According to the petition: “however, by way of impugned Environmental Appraisal Committee dated February 28, 2017, for onshore oil and gas development, drilling and production in Tinsukia and Dibrugarh districts, and June 20th, 2017 for extension drilling and testing of hydrocarbons at seven locations under DSNP, public hearing for the proposed projects by OIL was dispensed on extraneous grounds.”
Mrinmoy Khataniar, one of the petitioners, told The Wire that their petition is designed to protect Assam’s ecological fabric: “OIL admitted that no public consultations were held. This itself shows that something is not right.
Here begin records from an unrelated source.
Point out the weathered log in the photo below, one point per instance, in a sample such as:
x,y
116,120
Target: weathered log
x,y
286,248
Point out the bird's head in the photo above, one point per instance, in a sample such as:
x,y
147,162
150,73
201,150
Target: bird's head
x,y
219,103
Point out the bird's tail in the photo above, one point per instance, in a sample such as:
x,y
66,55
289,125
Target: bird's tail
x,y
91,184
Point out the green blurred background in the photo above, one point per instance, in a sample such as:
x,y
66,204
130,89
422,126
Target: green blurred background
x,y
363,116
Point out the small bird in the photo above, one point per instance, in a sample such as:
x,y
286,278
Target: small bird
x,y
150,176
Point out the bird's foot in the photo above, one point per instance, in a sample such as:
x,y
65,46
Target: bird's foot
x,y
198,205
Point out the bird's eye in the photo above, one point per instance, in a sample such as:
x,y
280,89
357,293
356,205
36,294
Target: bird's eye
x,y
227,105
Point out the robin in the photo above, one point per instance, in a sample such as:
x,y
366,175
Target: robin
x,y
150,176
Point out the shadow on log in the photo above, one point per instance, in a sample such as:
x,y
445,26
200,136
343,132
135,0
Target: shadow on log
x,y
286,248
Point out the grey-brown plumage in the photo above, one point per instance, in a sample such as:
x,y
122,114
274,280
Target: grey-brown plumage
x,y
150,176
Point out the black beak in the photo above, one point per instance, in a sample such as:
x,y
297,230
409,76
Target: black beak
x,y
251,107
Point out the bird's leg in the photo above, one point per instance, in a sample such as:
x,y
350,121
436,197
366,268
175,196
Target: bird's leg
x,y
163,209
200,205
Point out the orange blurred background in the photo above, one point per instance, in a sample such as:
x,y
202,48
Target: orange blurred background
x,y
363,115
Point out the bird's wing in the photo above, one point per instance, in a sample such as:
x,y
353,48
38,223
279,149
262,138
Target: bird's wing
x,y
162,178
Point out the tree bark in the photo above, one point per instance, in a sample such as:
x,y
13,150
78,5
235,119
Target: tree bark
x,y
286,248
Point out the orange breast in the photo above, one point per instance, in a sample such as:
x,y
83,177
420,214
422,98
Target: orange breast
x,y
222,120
Through our petition, I am challenging the legality and validity of the environmental clearance and approval dated May 11 of this year which was granted by the [environment ministry] to OIL for extension drilling and testing of hydrocarbons at seven locations under DSNP.”
Khataniar’s lawyer Debajit Kumar Das said, “OIL has never been challenged before like we are doing it,” adding that the petition was “a matter of utter public importance. As citizens of this democratic republic, we have to question the role of authorities when it matters the most. In our context, this is the fight to save the precious and unique ecosystem that [the national park] carries.”
The expert committee constituted by the National Green Tribunal after the Baghjan gas-well disaster also highlighted the issue in both a preliminary report, submitted a few months ago, and in a status report submitted in October. To quote from the latter:
In fact, it be stated herein that OIL, till date, does not have the required Consent to Establish and/or Consent to Operate to either carryout drilling and testing of hydrocarbons in the 7 locations under the DSNP Area under Section 25 & 26 of the Water (Prevention & Control of Pollution) Act, 1974, under Section 21 of the Air (Prevention & Control of Pollution) Act and the Rules framed thereunder and/or the authorisation required under Rule 6 of the Hazardous Waste (Management, Handling and Transboundary Movement) Rules, 2016.
An OIL spokesperson said, “We have to carry out the study and we are in talks with Assam State Biodiversity Board. People should know that OIL has no plans to stay inside the forest are or within its ecosystem zone.” According to him, extended-reach drilling allows operators to “explore hydrocarbons without physically entering an ecosystem” and that their plans place the drilling activity “far from the sensitive ecozone. … There is no surface level activity within the ecozone. OIL is not avoiding any laws or norms.”
On February 9, 2011, the environment ministry’s wildlife division issued guidelines for the declaration of eco-sensitive zones around national parks and wildlife sanctuaries. There were three types of activities in the eco-sensitive zone: (i) prohibited (ii) restricted and (iii) permissible.
In August 2016, an expert appraisal committee (EAC) granted the terms of reference (ToR) in favour of OIL for extended-reach drilling at the seven locations. At another EAC meeting in 2017, OIL submitted that a public hearing had been conducted in the district on December 26, 2016, and requested the experts to waive another public hearing as required by the 2006 notification. The EAC accordingly recommended the project and the ToR was amended in February 2017 to remove the public-hearing requirement.
In 2019, OIL wrote to the environment ministry seeking to extend the validity of the approved ToR for the seven wells. Finally, in January 2020, the ministry amended the 2006 notification, and OIL had environmental clearance by May to execute extended-reach drilling for oil and gas in the national park.
Joi Barua, a singer who has been vocal about this issue, said, “What OIL is planning to do in [the park] is only a reminder of what the severe consequences will be, if anything goes wrong. Dibru-Saikhowa National Park is one of a … few biosphere bastions that we have to protect in every way possible.”